I was about 11 years old and somehow had managed to convince my mother to take me to a nearby stream for the opening day of trout season. Back then, the season started at 5 a.m., but my mother saw no need for me to be there quite that early. As I recall, she dropped me off around 7 that morning with specific instructions regarding when and where she would pick me up later in the afternoon.
I shivered as I made my first few casts, partly from the chilly air of that April morning and partly from the anticipation of the moment. As I watched my line drift along with the sparkling currents, I was certain one of the speckled beauties that were surely hiding there would grab my bait any second now. I'm not sure where all that optimism came from, but I would need all I could muster as things turned out, because I fished the entire day without a single bite.
Less than a half hour of fishing time remained as I approached yet another pool on the little stream. I impaled a fresh garden worm on my hook, flipped the bait into the water, and allowed the current to carry the offering beneath the undercut bank across from me. As I held the line between the fingers of my left hand, I felt three sharp tugs that went through me like an electric shock. A bite, at last.
Taking a deep breath, I reared back with my rod tip to set the hook, but I brought back only an empty hook. My young fingers trembled as I rebaited my hook and drifted the worm under that bank twice more with no results. On the third try, however, the line stopped, and I again felt the slight throbbing of a fish at the other end. I gave a mighty heave, and my first trout sailed past my shoulder and into the woods behind me.
I instantly pounced on the flopping fish, a hatchery brook trout about 10 inches long. Catching that trout that day launched an odyssey that would in part shape the rest of my life. A couple of years later, I developed an interest in fly-fishing and fly tying. I became a fly-fishing guide and tied flies professionally. When I started my outdoor writing career, my first several articles were about trout fishing.
After that first successful opener, the first day of trout season was always an important springtime ritual for me during the next 20 years or so. But as my fishing skills and experience progressed, dealing with the crowds and hoopla started to make opening day less appealing or necessary. Finally, I reached a point where I often found other things to do on opening day, or I waited until later in the day after the crowds of anglers had thinned out.

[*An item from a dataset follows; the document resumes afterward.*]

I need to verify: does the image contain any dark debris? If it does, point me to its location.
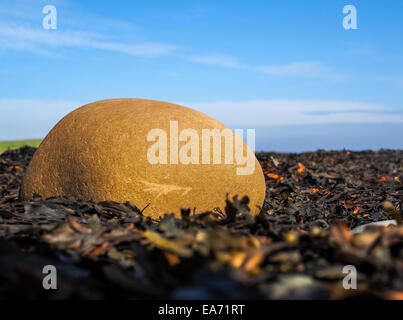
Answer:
[0,148,403,299]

This spring, however, I felt the urge to revisit my trout-fishing roots and be out there at the opening bell on the first day of the season. I decided that it would be fitting to return to the stream where I fished for trout the first time, although sadly, the spot where I caught my first trout is now posted against fishing.

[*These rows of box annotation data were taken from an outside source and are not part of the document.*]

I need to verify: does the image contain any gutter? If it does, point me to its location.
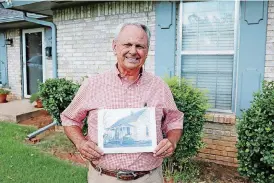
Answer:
[23,12,58,140]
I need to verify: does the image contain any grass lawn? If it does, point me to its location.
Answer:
[0,122,87,183]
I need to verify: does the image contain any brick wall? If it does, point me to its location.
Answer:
[6,29,22,100]
[198,113,237,166]
[265,1,274,81]
[53,2,155,81]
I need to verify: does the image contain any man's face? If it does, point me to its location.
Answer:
[112,25,148,71]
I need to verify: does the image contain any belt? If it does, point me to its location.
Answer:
[90,162,151,180]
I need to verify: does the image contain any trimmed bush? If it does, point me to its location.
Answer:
[236,81,274,183]
[165,77,208,160]
[39,78,80,124]
[163,77,208,180]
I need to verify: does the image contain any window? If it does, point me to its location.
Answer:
[180,1,235,111]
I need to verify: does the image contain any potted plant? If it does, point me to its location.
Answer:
[0,88,10,103]
[29,93,43,108]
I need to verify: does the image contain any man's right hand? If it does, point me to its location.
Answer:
[76,139,104,161]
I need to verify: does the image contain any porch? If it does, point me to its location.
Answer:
[0,99,47,123]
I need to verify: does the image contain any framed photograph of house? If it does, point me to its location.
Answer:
[98,107,157,153]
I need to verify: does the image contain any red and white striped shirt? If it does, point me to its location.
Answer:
[61,68,183,171]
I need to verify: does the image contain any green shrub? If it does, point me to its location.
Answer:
[29,92,40,103]
[236,81,274,183]
[164,77,208,181]
[0,88,10,95]
[39,78,80,124]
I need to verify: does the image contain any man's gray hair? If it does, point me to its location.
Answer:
[114,22,151,47]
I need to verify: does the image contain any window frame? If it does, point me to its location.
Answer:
[176,0,240,113]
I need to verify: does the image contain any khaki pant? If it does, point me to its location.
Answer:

I don't have to remind my fellow anglers just how lousy the conditions were last Saturday for the first day of trout season. But in spite of the rain, cold and high water, I managed to catch several nice brook trout, which helped to satisfy my nostalgia streak.
Although I love to eat fish, I never cared that much for trout, so although I have caught thousands of trout during my fishing career, I rarely if ever kept many of them to eat. My grandmother, however, enjoyed trout, and every spring until she passed away in 1987 at the age of 94, I would always bring her several trout, which she liked to pan-fry for breakfast.
As a tribute to all the trout breakfasts with my grandmother, I decided to keep a few of those brook trout this year for my own breakfast. I fried them in bacon fat, just as she did. I know the cholesterol-conscious cooks of today would probably balk at that cooking suggestion, but they taste so good that way, and the memories they evoked made it even better.